The latest issue, for instance, is themed around the archetypes embodied in the Village People. “In our world there’s a certain amount of information we can take for granted: one, that people know who they are, and two, that people can see them as this sort of iconic thing from a certain moment in history, as opposed to that one song you remember from a lot of kids’ movies or dancing to at a straight wedding.”

  • Scan2018-06-18-0003_002
  • Scan2018-06-18-0003_003

That unspoken presumption of shared understanding — as well as a unique, honest and aesthetically alluring place on the newsstand — is at the heart of the twenty-first-century wave of magazines aimed at man-lovers. Little Joe, for instance, is a gorgeous publication founded in 2010 that discusses themes of sexuality and gender in cinema within a queer historical context.

Gayletter, meanwhile, blossomed from a weekly email newsletter into a print title that’s striking in its bold cover colours and smart use of photography — even a cursory glance at the recent Gay Times redesign will hint at the former’s influence. The Headmaster team love “sort of gay skate photography magazine” Cave Homo, while Boyo, designed by the brilliant Patrick Waugh who helms a studio of the same name, uses beautiful bodies and collage to weave an entirely new way of approaching layout design.

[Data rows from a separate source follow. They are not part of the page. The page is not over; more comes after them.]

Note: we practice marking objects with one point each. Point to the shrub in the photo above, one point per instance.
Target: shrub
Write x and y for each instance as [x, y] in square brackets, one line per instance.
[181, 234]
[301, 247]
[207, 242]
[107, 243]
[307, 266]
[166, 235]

Another mag that deals in specifics is food publication Mouthfeel, which describes itself as “for people with unrestrained appetites for food, men, music and humour”. None of these magazines need to wildly wave their rainbow flags to demonstrate their viewpoint; the pages and attitude speak for themselves.

Although there are multitudinous political and societal injustices remaining at the heart of gay publishing — and serious cultural discussions led by queer theory and other academic discourses — let’s not forget, that there’s a tonne of playfulness and curiosity and sex here, too. Three things, perhaps, that the hetero world could learn a lot from.

 

 

 

Butt, as with so many twenty-first-century male gay mags, was jubilant and unflinching in prodding at what it means to be a living, breathing, sweating, sometimes slightly stinky sexual person. “It seems to me that the root of so many problems in the world today is that people are afraid of, or ill at ease with, their own bodies,” writes Tillmans. “One might ask, how is it possible to live with this uncanny creation — the human body — warts, farts and all? Well, it is. In a world where being objectified is still the hardest thing for a man to bear, the nudity in Butt magazine always serves a purpose. It’s often a bit uncomfortable and at times even grotesque, or smelly.”

It’s that “enthusiastic scrutiny”, though, that makes such publications so powerful and such a profoundly joyful read. And something that we should all be grateful, and a little hot, for.